Another limitation is the time frame in which we created our set of variables. Our set of variables is based on the years 2019–2022, which could be directly affected by the COVID-19 pandemic. Although we cannot control for the actual impact of the crisis, it applies equally to all our variables and SMEs in our dataset, mitigating this effect. For this reason, and because we wanted to examine a temporal relationship between the variables in our study as recent as possible, we opted for the most recently available performance data.

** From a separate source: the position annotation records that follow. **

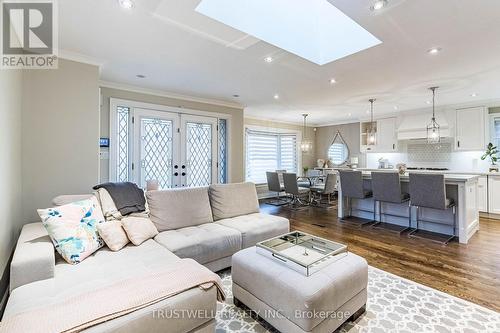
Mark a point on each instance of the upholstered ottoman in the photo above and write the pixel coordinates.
(293, 302)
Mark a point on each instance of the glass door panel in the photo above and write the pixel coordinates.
(198, 150)
(157, 148)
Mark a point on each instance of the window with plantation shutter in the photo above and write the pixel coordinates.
(268, 151)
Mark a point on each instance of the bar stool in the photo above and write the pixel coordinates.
(329, 188)
(274, 185)
(351, 184)
(429, 191)
(297, 193)
(386, 187)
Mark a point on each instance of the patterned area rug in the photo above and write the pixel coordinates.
(394, 305)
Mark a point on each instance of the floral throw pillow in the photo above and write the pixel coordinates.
(73, 228)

We also note the limitation of our current set of growth indicators and the potential for their reevaluation or expansion to provide a more robust link between digital orientation and organizational growth. Furthermore, we focus exclusively on the organizational level. Future research should examine more closely how digital orientation interacts with the skills and characteristics of decision makers, i.e., individuals, or within teams (Bamela et al., 2022). Since SME executives in particular tend to exert excessive influence on their organizations (Marcati et al., 2008), personal attitudes may have a major impact on the extent and rate of progress of digital orientation and digital transformation within SMEs and thus on organizational performance. Finally, although we control for the manufacturing industry, future research should take a more nuanced look at other industries and regional differences to examine the respective effects and consider industry and region-specific trends (Hossnofsky & Junge, 2019).

6.4 Conclusion

This study enriches the ongoing discourse on digital transformation and organizational performance by considering the relationship between digital orientation and the performance of SMEs from both a RBV and DC perspective. Our findings reveal a curvilinear U-shaped relationship between digital orientation and SME performance. SMEs at both ends of the spectrum demonstrate increased performance. The initial negative impact of pursuing a digital orientation diminishes as the intensity of the orientation increases. These results bear substantial implications for SMEs navigating the disruptive landscape of the digital era. Our study underscores that while the resource investments of pursuing a digital orientation may present initial barriers, the long-term performance benefits for SMEs outweigh these initial challenges. SMEs should therefore ensure that they are not “stuck in the middle” in terms of their digital orientation. Furthermore, our study emphasizes the necessity for SMEs to cultivate a strategic approach to digital transformation. Digital orientation only has a beneficial impact on organizational performance if the transformation process has either taken place at a very low level or is being consistently intensified toward a high degree of digital orientation. In conclusion, our study offers novel perspectives for digital entrepreneurship research, specifically on the relationship between digital orientation and organizational performance. It serves as a starting point for future research to further explore and develop this relationship in broader contexts and settings.